Screening should start even younger if you belong to a population with higher diabetes rates, including American Indian/Alaska Native, Black, Hispanic/Latino, or Native Hawaiian/Pacific Islander communities. For Asian Americans, the BMI threshold drops to 23, since metabolic risk increases at a lower weight in this group.
Factors That Raise Your Risk
The CDC’s prediabetes risk assessment captures the major factors that increase your likelihood of developing the condition. Some are within your control, others aren’t, but knowing where you stand helps you decide whether to get tested.
- Family history: Having a parent or sibling with diabetes significantly raises your risk.
- Weight: A higher BMI is one of the strongest predictors.
- Physical inactivity: Regular movement improves how your body uses insulin. Being sedentary does the opposite.
- Age: Risk increases as you get older, particularly after 35.
- High blood pressure: This often travels alongside insulin resistance as part of a cluster of metabolic problems.

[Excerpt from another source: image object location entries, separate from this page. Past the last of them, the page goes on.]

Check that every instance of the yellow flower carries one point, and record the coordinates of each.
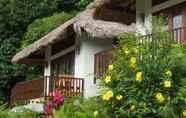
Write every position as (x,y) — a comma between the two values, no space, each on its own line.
(95,114)
(107,96)
(132,107)
(139,76)
(126,51)
(133,62)
(136,50)
(110,67)
(167,84)
(184,113)
(119,97)
(169,73)
(159,97)
(108,79)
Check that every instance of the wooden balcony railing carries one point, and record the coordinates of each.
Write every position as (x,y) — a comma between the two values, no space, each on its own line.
(28,90)
(178,34)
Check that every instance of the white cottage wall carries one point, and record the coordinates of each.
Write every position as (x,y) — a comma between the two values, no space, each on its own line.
(84,62)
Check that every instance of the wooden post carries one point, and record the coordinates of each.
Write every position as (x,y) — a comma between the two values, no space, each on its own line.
(47,70)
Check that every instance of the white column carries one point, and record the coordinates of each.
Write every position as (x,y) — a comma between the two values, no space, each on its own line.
(143,16)
(47,69)
(84,62)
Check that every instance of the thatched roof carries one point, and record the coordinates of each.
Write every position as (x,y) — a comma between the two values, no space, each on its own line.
(83,22)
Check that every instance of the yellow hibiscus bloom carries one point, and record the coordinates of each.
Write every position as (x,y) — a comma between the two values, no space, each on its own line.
(132,107)
(139,76)
(184,113)
(136,50)
(119,97)
(159,97)
(167,84)
(169,73)
(110,67)
(107,79)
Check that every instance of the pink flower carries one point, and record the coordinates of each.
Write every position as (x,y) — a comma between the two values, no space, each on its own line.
(58,99)
(48,108)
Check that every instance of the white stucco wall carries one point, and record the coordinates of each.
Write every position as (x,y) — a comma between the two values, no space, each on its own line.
(143,7)
(84,62)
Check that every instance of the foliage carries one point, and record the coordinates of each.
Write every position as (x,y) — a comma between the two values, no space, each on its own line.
(147,79)
(41,27)
(55,103)
(79,108)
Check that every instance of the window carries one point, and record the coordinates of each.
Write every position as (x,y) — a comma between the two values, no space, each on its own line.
(177,30)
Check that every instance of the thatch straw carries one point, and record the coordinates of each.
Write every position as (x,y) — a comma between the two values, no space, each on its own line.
(83,22)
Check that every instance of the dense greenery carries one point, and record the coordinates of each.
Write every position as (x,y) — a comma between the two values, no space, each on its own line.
(15,16)
(24,113)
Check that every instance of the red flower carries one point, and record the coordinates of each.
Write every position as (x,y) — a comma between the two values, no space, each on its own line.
(58,99)
(48,108)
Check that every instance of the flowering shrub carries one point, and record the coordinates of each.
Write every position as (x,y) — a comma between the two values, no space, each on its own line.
(56,102)
(146,80)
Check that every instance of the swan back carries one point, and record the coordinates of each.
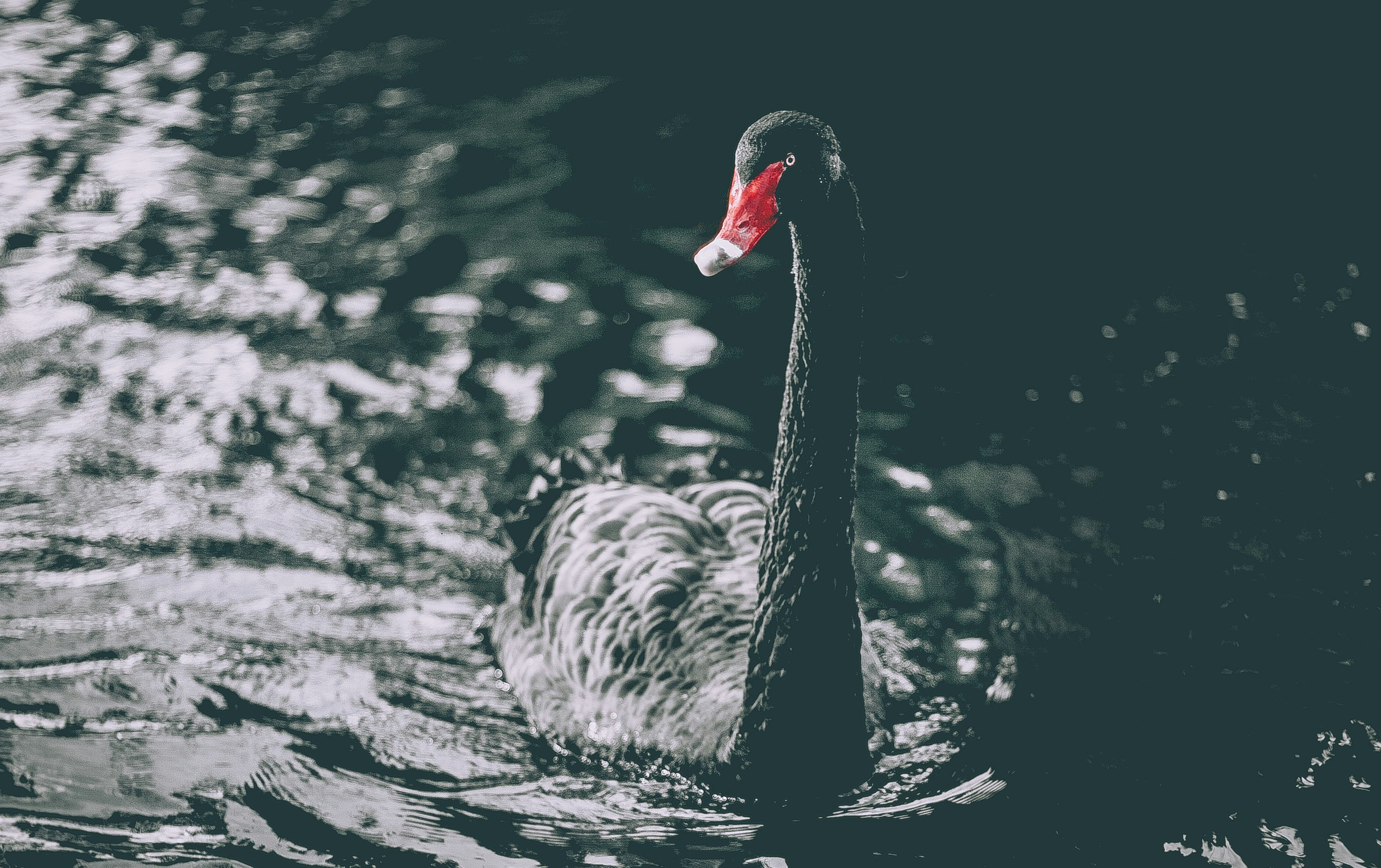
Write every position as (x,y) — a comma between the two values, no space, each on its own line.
(632,627)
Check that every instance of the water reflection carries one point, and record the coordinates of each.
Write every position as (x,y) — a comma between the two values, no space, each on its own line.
(274,324)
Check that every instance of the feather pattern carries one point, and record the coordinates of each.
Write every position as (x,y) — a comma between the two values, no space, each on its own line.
(641,605)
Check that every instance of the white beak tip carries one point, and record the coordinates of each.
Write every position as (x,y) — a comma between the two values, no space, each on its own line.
(717,256)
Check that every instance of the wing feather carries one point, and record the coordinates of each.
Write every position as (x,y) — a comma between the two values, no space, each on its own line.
(643,602)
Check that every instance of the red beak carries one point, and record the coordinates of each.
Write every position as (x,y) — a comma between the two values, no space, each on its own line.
(752,213)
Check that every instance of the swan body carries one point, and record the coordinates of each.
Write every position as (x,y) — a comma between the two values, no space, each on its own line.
(718,624)
(639,623)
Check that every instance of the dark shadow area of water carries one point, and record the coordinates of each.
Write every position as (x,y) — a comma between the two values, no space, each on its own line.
(1122,285)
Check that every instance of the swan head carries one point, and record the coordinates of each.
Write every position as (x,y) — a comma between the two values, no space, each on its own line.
(786,165)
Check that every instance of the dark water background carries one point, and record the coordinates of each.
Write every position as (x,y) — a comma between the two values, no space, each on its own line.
(285,292)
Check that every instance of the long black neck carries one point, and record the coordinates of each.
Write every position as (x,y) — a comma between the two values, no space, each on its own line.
(803,735)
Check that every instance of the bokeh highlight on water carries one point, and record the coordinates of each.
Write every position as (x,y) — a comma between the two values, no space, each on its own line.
(277,322)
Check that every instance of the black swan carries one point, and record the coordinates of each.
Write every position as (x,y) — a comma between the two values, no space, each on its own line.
(717,626)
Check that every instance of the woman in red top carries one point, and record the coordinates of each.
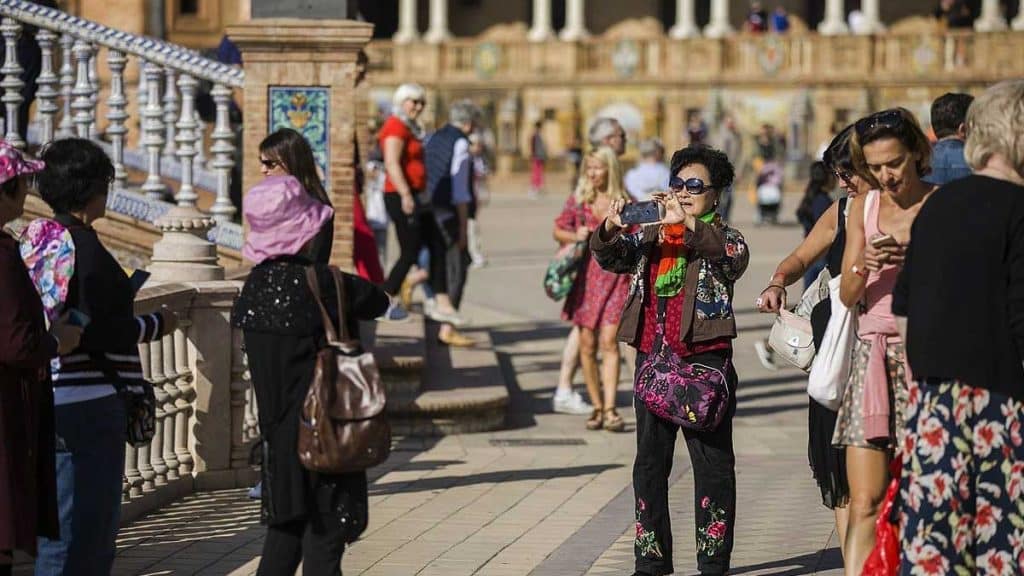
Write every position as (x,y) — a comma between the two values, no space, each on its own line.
(401,139)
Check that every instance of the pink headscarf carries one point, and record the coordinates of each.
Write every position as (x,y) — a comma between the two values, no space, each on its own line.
(282,217)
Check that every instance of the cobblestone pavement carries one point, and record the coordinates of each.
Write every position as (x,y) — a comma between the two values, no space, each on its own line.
(545,496)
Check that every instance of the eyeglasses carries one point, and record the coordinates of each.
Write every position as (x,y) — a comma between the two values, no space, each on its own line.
(887,119)
(694,187)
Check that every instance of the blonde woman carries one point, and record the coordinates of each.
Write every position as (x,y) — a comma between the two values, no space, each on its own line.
(595,304)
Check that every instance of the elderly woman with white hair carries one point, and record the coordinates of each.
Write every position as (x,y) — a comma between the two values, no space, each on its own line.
(960,302)
(400,138)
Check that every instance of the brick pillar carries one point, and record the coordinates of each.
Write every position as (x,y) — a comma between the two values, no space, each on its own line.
(300,74)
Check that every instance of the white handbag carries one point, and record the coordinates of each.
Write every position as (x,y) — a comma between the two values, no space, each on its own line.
(830,369)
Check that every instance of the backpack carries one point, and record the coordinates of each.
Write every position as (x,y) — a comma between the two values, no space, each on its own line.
(342,427)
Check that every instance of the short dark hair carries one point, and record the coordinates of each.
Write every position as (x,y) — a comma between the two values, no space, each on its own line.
(77,170)
(721,170)
(948,112)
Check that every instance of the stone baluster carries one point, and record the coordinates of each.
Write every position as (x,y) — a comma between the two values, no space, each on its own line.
(991,17)
(156,446)
(170,112)
(223,149)
(686,21)
(576,26)
(117,114)
(81,103)
(719,26)
(46,95)
(170,408)
(186,139)
(183,401)
(66,128)
(12,83)
(835,21)
(438,31)
(407,23)
(153,130)
(541,30)
(93,90)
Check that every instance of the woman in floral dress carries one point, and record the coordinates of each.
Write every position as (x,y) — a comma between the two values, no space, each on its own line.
(595,303)
(960,301)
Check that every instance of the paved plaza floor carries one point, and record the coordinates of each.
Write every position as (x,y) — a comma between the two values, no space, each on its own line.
(544,497)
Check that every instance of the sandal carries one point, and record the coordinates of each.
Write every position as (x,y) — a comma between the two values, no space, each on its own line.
(612,421)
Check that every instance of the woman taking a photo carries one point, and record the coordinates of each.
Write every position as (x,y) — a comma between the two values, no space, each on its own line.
(825,240)
(310,517)
(595,303)
(681,295)
(890,150)
(961,489)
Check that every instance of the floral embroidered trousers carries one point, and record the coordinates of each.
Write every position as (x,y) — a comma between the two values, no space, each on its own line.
(714,465)
(962,489)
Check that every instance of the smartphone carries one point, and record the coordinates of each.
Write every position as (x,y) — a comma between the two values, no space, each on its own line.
(78,318)
(138,279)
(641,213)
(884,240)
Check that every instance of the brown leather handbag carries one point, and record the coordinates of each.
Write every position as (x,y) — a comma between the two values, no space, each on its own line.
(343,427)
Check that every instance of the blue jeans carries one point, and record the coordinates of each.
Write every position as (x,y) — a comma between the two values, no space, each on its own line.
(90,463)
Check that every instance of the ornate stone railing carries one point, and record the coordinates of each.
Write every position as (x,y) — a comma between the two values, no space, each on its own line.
(171,139)
(206,412)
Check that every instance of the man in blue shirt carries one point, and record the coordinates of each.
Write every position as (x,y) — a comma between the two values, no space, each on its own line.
(948,116)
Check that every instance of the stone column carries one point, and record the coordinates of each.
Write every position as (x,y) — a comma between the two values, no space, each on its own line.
(576,26)
(438,31)
(301,75)
(835,22)
(407,23)
(719,25)
(542,22)
(686,22)
(991,18)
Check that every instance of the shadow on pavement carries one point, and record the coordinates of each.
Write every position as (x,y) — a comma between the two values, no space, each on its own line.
(446,482)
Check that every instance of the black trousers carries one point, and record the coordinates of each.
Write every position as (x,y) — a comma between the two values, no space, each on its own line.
(410,233)
(317,542)
(714,464)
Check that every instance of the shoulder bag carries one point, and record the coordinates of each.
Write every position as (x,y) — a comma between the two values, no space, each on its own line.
(342,427)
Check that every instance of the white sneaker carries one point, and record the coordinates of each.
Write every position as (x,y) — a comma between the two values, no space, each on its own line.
(570,403)
(765,356)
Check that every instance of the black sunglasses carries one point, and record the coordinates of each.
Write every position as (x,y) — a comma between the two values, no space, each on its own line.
(886,119)
(695,187)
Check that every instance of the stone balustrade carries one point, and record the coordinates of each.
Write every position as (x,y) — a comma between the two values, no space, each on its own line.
(170,142)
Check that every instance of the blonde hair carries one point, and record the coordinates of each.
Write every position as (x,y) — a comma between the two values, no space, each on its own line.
(586,193)
(994,124)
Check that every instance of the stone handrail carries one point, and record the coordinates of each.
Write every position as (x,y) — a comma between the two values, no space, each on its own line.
(206,411)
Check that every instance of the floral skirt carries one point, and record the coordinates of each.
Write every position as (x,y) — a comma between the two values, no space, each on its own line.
(962,489)
(850,422)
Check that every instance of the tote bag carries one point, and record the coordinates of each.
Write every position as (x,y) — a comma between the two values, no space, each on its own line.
(830,368)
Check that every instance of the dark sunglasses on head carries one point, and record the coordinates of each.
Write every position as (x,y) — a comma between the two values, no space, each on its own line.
(694,187)
(888,119)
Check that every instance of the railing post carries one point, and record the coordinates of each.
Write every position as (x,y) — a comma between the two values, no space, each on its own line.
(223,150)
(67,129)
(82,92)
(186,139)
(11,83)
(117,114)
(153,129)
(47,93)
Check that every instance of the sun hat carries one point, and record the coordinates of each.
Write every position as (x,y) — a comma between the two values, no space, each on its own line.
(282,217)
(14,163)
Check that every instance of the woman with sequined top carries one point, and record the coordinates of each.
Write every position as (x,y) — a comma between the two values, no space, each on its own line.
(309,517)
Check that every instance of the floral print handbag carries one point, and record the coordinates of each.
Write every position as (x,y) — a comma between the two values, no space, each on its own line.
(690,395)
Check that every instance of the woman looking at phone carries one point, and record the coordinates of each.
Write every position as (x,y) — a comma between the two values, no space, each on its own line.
(891,151)
(595,303)
(684,270)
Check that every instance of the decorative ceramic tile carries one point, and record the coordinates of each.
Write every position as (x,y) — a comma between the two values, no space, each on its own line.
(307,111)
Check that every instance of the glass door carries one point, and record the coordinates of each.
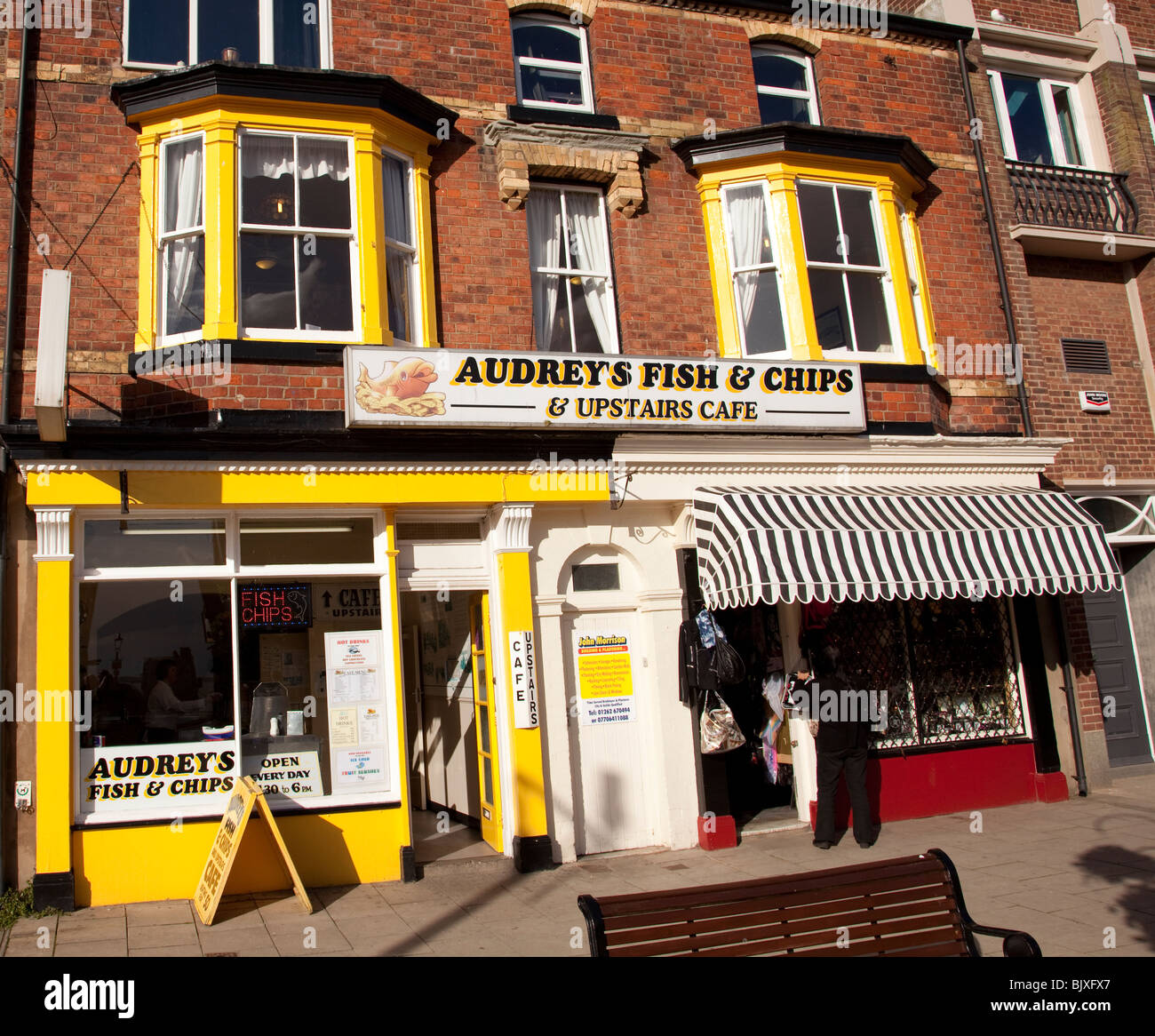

- Gestational diabetes: If you developed diabetes during pregnancy, your long-term risk of type 2 diabetes is elevated even after delivery.
- Race and ethnicity: Certain groups face disproportionately higher rates, likely due to a combination of genetic, environmental, and systemic factors.
The CDC offers a free online risk test that takes about a minute. It won’t replace a blood test, but a high score is a solid reason to schedule one.
What Happens If You Don’t Address It
Prediabetes is not a guarantee that diabetes is coming, but it’s not a neutral finding either. Roughly one in four people with prediabetes will progress to type 2 diabetes within three to five years. The progression isn’t random. It follows a feedback loop: elevated blood sugar forces the pancreas to release more insulin, the body’s insulin receptors become less responsive over time, and blood sugar climbs further. Without intervention, this cycle accelerates.
Beyond diabetes itself, prediabetes is associated with increased cardiovascular risk. The same metabolic dysfunction that raises blood sugar also contributes to high blood pressure, abnormal cholesterol levels, and inflammation in blood vessels.
How Lifestyle Changes Lower the Risk
The most encouraging data on prediabetes comes from the landmark Diabetes Prevention Program study. Participants who lost 5% to 7% of their body weight (10 to 14 pounds for someone weighing 200 pounds) and stayed physically active reduced their risk of developing type 2 diabetes by 58%. That’s a larger effect than what medication achieved in the same study.
The changes that drove those results weren’t extreme. Participants aimed for 150 minutes of moderate activity per week, roughly 30 minutes a day for five days. Walking counts. The weight loss target was modest by design, because even small reductions in body fat improve how your cells respond to insulin.
The CDC’s National Diabetes Prevention Program offers year-long structured programs based on this research. These are available in person and online, often covered by insurance, and led by trained lifestyle coaches. The program focuses on practical skills: meal planning, managing stress, building sustainable habits rather than short-term diets.
If blood tests confirm prediabetes, the most useful thing you can do is treat it as a warning you caught early rather than a diagnosis you’re stuck with. The window between prediabetes and diabetes is where intervention works best, and in many cases, blood sugar levels can return to normal range entirely.